Fishing report: small flies, eggs and streamers
September 14, 2010
BASALT – Ask a Roaring Fork Valley fly-fishing guide what their favorite time of year is to fish, and almost certainly they’ll reply with fall.
Gone are the long and hot “dog days” of July and August. Fishing pressure is now very light, offering more fish per fisherman. Insect hatches are still prevalent and include both late summer and early fall insects such as blue-wing olives, pale morning duns, green drakes, caddis and midges. As we make the transition into fall, expect the smaller insects to dominate the majority of trout’s diet as the larger insects slowly fade away until next summer.
Blue-wing olives will be the primary hatch for the next two months. What these small mayflies lack in size they make up for in sheer numbers. Whether you’re fishing the large waters of the Colorado River or the small waters of the Fryingpan or upper Roaring Fork rivers, you will want to be certain that you have flies to imitate this mayfly in all stages of life. A guide’s fly box in the fall will consist mostly of blue wing olive patterns in sizes 18-22, along with various egg and streamer patterns.
Brown trout spawn in the fall, and when this occurs, freshly laid trout eggs litter the river bottoms, becoming a nutrient-rich source of protein and food for the non-spawning trout. An egg pattern trailed by a blue wing olive imitation (or two) will be your “bread and butter.”

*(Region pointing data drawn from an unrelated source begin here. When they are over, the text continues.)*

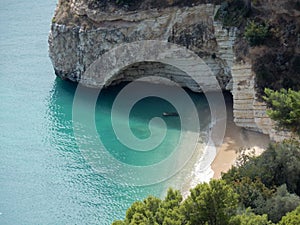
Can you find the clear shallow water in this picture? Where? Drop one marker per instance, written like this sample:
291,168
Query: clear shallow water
44,179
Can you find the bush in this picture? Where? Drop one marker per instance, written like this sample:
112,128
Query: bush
291,218
285,108
256,33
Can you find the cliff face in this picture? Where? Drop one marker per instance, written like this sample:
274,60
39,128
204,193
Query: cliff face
84,33
83,30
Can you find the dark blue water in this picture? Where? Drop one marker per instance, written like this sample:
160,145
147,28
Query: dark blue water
44,178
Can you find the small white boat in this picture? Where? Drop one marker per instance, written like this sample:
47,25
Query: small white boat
170,114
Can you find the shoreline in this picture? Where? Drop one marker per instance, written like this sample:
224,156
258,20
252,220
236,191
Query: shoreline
236,138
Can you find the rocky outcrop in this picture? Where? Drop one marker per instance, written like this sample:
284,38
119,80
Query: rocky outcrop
248,111
81,33
74,47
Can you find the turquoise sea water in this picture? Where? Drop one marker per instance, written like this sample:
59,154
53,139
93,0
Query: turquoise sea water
44,178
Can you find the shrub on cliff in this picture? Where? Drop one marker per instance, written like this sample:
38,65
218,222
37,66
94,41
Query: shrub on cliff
285,108
256,33
291,218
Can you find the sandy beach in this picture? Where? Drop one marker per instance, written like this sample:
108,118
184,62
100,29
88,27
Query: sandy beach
236,138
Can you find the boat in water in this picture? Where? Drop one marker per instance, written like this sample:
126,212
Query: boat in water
170,114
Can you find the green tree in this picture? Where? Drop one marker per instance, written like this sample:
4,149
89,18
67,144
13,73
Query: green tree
168,212
153,211
285,108
291,218
256,33
251,193
281,203
249,218
210,203
279,164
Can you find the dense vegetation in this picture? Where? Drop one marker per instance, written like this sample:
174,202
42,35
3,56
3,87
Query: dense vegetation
262,190
269,37
285,106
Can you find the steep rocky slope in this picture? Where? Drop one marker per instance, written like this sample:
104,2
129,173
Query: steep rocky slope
83,30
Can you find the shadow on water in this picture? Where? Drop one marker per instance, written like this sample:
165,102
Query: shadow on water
93,191
99,199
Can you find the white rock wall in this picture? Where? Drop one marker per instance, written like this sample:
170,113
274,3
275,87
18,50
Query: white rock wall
247,110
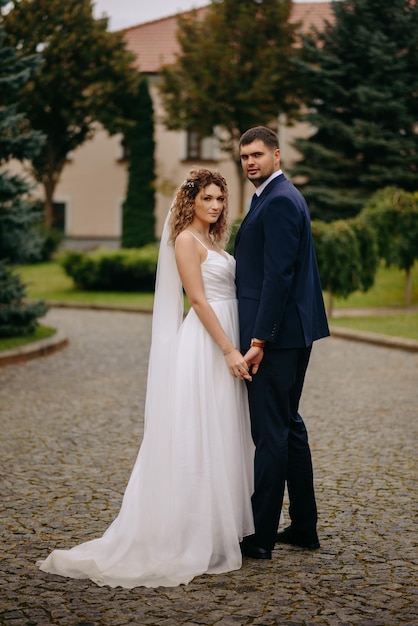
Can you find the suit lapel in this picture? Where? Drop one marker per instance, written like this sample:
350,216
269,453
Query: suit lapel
256,203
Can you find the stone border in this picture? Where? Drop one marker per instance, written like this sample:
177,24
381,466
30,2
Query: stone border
56,342
33,350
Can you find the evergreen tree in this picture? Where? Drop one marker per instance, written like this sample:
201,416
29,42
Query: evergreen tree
18,238
138,227
361,92
233,72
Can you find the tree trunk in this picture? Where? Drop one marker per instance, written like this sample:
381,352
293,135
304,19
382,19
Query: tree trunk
49,205
408,286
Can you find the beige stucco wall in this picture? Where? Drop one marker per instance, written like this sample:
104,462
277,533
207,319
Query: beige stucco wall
93,182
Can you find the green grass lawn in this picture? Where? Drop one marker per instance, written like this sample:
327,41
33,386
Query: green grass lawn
387,291
48,281
405,325
41,332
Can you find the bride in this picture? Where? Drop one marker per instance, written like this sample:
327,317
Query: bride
187,505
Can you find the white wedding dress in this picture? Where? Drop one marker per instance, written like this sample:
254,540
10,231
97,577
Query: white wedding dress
187,504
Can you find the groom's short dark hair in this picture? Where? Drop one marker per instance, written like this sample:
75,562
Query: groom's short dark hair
260,132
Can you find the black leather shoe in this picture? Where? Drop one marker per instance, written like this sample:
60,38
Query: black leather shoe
251,551
289,536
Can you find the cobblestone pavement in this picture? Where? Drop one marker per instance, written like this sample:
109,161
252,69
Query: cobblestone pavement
70,430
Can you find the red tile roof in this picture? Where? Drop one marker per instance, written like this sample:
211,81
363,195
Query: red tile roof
155,43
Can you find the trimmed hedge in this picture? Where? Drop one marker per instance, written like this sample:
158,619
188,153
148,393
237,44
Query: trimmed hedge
131,269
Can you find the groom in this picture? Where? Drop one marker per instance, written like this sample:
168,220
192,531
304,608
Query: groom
281,313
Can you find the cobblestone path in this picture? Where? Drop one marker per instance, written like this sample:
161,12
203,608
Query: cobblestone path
70,430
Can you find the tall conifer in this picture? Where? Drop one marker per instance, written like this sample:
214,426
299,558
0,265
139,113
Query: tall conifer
138,227
18,239
361,90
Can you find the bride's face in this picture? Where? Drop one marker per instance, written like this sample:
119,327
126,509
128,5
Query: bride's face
209,204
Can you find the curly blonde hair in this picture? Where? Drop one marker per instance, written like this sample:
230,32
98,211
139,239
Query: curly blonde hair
182,210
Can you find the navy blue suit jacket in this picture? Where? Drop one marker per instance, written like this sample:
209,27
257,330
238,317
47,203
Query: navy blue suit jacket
278,287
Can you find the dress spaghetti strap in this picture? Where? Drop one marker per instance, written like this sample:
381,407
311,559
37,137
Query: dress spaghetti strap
197,239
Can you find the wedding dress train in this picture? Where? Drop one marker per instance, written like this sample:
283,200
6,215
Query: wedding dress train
187,504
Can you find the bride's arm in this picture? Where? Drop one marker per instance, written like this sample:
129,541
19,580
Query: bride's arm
189,256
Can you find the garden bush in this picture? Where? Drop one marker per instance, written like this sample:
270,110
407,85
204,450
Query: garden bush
107,270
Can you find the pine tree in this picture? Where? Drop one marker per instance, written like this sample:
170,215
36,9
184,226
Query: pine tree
18,239
87,76
234,71
361,92
138,226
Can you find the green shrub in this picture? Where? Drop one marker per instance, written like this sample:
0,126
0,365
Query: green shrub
17,317
107,270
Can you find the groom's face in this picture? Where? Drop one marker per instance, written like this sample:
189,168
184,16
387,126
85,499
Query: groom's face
259,161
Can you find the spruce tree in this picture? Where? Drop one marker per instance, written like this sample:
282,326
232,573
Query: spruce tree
361,92
138,224
18,238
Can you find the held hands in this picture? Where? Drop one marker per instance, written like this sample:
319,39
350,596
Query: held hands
237,365
253,358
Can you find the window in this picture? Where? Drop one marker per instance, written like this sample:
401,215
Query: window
59,210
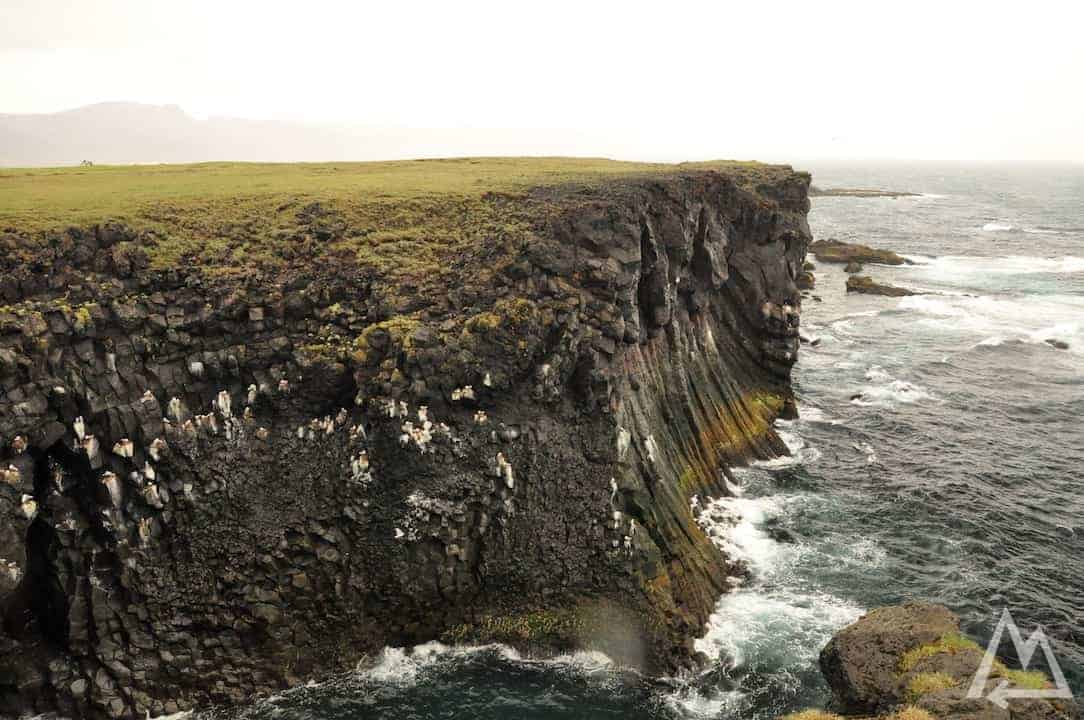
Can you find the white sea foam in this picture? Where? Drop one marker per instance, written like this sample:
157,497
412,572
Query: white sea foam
884,389
774,625
814,414
951,267
403,665
800,452
999,320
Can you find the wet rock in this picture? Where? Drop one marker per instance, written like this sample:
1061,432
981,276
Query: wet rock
835,251
862,661
867,285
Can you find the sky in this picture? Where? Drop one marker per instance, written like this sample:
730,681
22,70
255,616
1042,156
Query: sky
667,79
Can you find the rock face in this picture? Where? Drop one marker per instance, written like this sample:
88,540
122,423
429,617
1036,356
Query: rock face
836,251
219,486
867,285
914,654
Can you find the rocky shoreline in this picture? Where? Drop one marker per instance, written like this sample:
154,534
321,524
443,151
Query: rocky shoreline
219,485
912,663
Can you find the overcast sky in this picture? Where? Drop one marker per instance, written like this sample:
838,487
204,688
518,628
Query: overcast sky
666,79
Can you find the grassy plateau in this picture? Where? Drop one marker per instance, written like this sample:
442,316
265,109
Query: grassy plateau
396,217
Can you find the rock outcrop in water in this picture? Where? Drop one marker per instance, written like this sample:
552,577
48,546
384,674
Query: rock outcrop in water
867,285
914,656
217,486
837,251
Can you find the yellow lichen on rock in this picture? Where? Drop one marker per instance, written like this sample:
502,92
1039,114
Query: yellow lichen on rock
950,644
924,683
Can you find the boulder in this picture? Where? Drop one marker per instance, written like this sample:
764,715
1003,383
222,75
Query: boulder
914,655
836,251
867,285
862,663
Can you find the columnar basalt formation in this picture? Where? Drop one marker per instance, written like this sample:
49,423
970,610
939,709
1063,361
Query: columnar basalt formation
217,486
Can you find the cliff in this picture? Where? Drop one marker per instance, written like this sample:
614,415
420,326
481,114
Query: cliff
253,436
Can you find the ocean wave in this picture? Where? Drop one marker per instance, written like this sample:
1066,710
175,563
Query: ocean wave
950,267
773,629
1002,320
801,453
884,389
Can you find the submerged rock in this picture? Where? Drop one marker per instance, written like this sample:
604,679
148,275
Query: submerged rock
836,251
869,286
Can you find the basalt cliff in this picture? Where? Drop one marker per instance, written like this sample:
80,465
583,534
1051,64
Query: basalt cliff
217,484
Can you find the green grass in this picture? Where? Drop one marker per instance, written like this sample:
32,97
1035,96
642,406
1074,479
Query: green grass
1028,679
950,643
398,218
928,682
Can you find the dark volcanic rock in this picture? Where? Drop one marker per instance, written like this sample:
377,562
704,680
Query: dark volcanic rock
868,286
232,484
835,251
862,661
914,654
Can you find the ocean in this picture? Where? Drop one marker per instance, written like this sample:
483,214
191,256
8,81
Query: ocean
937,457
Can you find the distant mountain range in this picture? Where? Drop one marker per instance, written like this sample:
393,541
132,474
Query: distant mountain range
133,132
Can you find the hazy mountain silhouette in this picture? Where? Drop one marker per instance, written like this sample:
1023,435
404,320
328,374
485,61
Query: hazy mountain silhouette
132,132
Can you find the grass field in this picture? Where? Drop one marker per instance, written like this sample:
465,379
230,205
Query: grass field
231,216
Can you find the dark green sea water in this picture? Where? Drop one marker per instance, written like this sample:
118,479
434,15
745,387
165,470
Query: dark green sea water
939,455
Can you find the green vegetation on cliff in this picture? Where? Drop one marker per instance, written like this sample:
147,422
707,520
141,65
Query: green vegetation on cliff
391,216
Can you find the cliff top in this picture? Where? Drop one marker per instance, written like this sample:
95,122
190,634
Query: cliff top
234,216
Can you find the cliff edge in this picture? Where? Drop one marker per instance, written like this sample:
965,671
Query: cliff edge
253,429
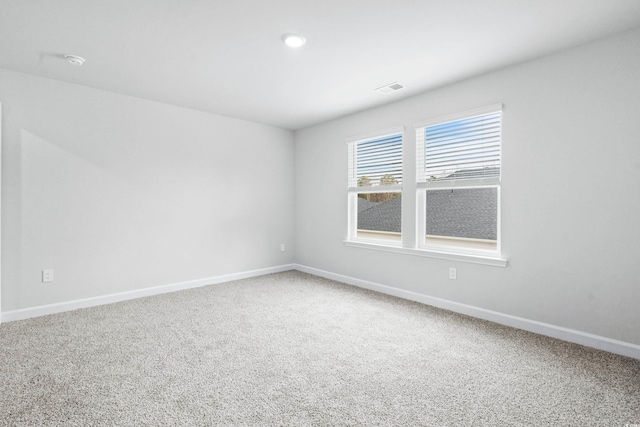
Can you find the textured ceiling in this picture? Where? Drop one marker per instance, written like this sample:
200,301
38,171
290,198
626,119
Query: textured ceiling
226,57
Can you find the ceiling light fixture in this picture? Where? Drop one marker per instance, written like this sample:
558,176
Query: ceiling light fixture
74,60
293,40
391,87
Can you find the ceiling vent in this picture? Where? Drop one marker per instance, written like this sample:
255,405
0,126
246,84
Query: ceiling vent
391,87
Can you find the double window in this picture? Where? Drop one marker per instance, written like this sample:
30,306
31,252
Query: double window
457,196
375,187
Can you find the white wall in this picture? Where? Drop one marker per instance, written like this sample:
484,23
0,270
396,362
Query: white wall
571,192
116,193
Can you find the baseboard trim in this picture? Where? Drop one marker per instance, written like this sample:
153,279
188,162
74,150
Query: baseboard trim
565,334
43,310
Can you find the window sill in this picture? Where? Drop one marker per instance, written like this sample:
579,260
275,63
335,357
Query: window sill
451,256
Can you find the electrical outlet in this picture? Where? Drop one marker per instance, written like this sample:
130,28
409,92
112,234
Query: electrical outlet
47,276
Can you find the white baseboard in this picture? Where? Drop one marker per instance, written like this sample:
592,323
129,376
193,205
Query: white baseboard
44,310
565,334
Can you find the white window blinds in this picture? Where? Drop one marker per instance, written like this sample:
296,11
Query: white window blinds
376,161
463,151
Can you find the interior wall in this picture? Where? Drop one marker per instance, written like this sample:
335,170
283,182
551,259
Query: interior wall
570,192
116,193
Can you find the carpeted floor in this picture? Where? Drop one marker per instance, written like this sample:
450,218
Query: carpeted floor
294,349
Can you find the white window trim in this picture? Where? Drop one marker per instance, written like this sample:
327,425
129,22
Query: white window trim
421,189
352,207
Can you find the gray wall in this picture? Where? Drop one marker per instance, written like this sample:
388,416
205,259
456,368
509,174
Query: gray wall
116,193
570,193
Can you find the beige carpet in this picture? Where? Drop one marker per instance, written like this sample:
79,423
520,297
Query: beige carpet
294,349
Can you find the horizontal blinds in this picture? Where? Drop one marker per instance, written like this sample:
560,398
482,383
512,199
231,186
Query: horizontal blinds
466,149
376,161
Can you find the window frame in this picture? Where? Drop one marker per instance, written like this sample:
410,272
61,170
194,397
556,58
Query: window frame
353,191
456,246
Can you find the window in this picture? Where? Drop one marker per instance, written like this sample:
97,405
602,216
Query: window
458,182
375,187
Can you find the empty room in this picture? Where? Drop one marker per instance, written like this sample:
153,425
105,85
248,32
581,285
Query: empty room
320,213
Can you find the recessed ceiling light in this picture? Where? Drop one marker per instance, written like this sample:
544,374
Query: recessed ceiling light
391,87
293,40
74,60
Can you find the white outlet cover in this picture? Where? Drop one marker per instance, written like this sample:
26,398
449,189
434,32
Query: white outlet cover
47,276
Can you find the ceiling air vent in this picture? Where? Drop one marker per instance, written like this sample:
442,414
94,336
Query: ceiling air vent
391,87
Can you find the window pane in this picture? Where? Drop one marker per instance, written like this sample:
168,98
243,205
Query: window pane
379,215
463,217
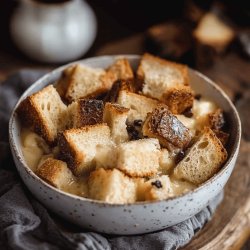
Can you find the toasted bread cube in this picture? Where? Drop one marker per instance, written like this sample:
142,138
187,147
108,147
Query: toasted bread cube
139,105
55,172
119,85
166,161
120,69
111,186
222,136
115,116
190,123
85,112
216,120
213,32
44,112
139,158
106,156
160,75
203,160
85,82
178,99
207,114
159,188
78,146
163,125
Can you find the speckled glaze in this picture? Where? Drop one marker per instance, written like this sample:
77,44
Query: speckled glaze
141,217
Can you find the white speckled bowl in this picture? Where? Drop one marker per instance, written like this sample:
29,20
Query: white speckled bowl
141,217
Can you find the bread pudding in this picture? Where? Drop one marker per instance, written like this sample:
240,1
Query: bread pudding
121,136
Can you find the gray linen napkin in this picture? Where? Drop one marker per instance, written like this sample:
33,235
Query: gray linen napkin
26,224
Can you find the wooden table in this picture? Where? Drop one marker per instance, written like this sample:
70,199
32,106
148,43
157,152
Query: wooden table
230,225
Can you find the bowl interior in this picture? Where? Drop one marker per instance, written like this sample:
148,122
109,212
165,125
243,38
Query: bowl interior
201,85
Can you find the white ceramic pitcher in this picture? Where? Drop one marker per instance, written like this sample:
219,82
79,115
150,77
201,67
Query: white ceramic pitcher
53,32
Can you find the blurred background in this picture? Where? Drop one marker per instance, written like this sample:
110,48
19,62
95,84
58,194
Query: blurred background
134,27
211,36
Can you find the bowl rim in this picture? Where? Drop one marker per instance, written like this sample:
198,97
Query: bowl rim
14,147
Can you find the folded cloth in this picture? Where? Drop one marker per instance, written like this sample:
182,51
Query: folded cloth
26,224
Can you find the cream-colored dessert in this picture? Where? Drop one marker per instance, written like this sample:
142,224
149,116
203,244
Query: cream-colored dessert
100,151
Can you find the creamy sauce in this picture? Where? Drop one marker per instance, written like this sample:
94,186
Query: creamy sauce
36,151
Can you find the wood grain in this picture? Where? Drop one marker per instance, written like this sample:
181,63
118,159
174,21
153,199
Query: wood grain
230,226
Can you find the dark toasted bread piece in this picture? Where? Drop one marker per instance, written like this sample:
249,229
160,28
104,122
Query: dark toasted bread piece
178,99
44,112
216,120
85,112
164,126
203,160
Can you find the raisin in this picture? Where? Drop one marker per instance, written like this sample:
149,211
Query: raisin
197,97
188,113
138,123
179,156
156,183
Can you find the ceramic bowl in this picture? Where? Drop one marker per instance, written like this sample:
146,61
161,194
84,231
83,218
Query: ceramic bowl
140,217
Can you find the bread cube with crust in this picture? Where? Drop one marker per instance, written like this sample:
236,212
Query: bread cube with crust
159,188
164,126
203,159
55,172
106,156
111,186
178,99
78,146
139,158
85,112
115,116
139,105
44,112
166,81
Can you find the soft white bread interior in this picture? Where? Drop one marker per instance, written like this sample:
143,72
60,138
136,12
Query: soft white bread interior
115,116
203,160
55,172
111,186
207,114
164,126
106,155
166,162
44,112
139,105
78,146
167,81
159,188
139,158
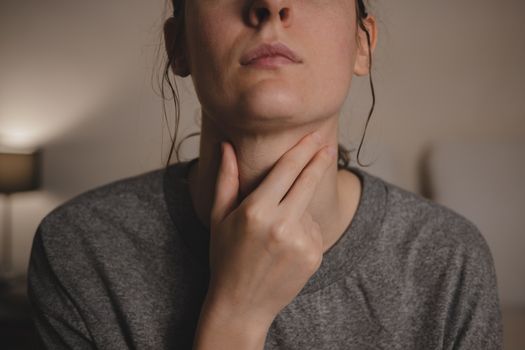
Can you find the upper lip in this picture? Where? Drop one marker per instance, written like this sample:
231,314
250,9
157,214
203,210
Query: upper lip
266,50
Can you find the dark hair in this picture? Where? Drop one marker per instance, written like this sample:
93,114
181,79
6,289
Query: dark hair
343,158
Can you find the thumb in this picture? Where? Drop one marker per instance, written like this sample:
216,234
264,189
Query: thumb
227,185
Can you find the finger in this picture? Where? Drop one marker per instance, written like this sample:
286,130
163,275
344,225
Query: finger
301,193
281,177
227,185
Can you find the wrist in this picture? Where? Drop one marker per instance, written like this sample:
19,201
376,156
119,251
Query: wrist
219,329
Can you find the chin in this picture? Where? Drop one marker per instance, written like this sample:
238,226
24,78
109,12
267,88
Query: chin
267,103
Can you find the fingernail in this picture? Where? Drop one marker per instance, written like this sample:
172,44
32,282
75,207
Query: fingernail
331,151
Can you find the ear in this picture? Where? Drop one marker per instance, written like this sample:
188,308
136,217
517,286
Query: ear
174,40
361,66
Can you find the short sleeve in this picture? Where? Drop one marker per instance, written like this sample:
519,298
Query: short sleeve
57,320
475,320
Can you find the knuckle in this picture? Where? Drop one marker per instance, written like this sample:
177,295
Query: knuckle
308,178
252,213
278,233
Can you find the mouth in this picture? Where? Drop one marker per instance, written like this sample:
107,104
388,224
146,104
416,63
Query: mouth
270,56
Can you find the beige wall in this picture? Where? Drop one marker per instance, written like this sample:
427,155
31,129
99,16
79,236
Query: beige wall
74,79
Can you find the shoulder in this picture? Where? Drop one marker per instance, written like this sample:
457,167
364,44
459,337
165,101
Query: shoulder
418,230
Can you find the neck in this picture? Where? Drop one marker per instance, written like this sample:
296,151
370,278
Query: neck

For the larger rivers we generally fish a No. 14 egg in yellow, peach or orange followed by a No. 18-20 pheasant tail, jujubaetis, RS2 or Barr emerger. On smaller waters such as the Fryingpan or upper Roaring Fork, downsize your egg into that No. 18 size range trailed by smaller, No. 20-22 blue wing olive imitations.
Don’t count out the streamer fishing during the fall, especially when floating. Next to dry-fly fishing, streamer fishing is the most fun you can have with your waders on. The visuals can only be described as amazing, as even the short striking fish are plenty of fun.